In her 22-page memorandum opinion and order issued Dec. 12, U.S. Magistrate Judge Patricia L. Dodge, on the bench in Pennsylvania's Western District, granted Dollar Bank's motion for summary judgment.
Dodge dismissed the case after concluding that the plaintiff, Donald C. Hennessey Jr., had not proven "that discrimination was likely the motivating factor of his termination."
Dollar Bank, headquartered in Pittsburgh, is a regional bank that services southwestern Pennsylvania and northeast Ohio.
Hennessey's allegations of racial and age discrimination against Dollar Bank were initially filed with the Equal Employment Opportunity Commission, which issued Hennessey a right to sue.
Hennessey, who is white, was employed at Dollar Bank from June 2000 until he was fired in January of 2018.
"After working as a senior teleprocessing technician from June 2000 until June 2005, he became a senior computer operator in June 2005 and worked in that position until his termination in January 2018," the memorandum said.
In January 2018, Hennessey hung a stuffed monkey he'd purchased from a store's Valentine's Day display by the fabric fastener on its paws from a wire rack in the computer room on the Martin Luther King Jr. holiday
"At the time he purchased it, plaintiff told his wife he thought the monkey would look cute hanging from the rack," the memorandum said. "Although he had taken decorations into work before, neither plaintiff nor anyone else had ever hung any decorations from the wire rack."
The hanging stuffed monkey offended some, though not all, of Hennessey's African-American co-workers, according to the memorandum.
Hennessey "stated that he was unaware that monkeys can be a derogatory image for African-Americans," the memorandum said.
Hennessey was fired for violating the bank's code of conduct and harassment policy following a bank Human Resources investigation during the latter half of the same month.

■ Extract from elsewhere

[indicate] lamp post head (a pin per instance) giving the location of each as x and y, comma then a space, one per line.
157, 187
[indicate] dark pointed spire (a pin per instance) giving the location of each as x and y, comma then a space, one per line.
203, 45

In its motion for summary judgment, Dollar Bank claimed Hennessey could not maintain a prima facie case of reverse discrimination because he had not pointed to similarly situated non-white employees who received more favorable treatment or to circumstances that would support an inference of unlawful discrimination, according to the memorandum.
Dollar Bank also maintained to have provided a legitimate, nondiscriminatory reason for Hennessey's firing.

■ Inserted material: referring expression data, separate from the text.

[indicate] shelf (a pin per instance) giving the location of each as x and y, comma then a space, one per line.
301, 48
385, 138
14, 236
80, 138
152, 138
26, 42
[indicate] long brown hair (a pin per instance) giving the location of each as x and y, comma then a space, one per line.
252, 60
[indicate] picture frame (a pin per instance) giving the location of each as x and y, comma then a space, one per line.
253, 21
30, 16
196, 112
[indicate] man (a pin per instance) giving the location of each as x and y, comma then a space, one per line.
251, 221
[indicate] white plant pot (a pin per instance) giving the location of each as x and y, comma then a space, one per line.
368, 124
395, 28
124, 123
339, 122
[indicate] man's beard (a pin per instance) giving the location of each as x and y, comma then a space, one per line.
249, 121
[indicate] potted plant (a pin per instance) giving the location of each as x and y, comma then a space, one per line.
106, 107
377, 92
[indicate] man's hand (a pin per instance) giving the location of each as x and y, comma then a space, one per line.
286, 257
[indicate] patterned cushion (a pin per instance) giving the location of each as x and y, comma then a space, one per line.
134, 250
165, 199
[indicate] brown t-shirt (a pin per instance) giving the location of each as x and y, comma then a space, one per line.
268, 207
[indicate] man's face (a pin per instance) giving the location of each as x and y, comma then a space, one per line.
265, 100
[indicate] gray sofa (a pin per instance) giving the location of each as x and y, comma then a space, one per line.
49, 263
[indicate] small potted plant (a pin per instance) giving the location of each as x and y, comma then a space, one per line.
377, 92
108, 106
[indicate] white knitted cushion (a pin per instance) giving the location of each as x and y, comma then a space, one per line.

Hennessey countered that he did offer a prima facie case of discrimination "both because there is no heightened standard for reverse discrimination claims and because Dollar replaced him with an African-American employee," the memorandum said. "He further asserts that he has proffered sufficient evidence of pretext to preclude summary judgment."
Gibson concluded that Hennessey failed to provide evidence of inferred racial discrimination had been "more likely than not" a cause of his firing.
"Even assuming for the purposes of this opinion that plaintiff has established a prima facie case of reverse discrimination, Dollar articulated a legitimate nondiscriminatory reason for its actions, that is, plaintiff was terminated for inappropriately displaying a brown monkey in the workplace," the memorandum said. "Plaintiff has failed to elicit evidence from which a reasonable factfinder could conclude that Dollar's reason was fabricated or that discrimination was likely the motivating factor of his termination."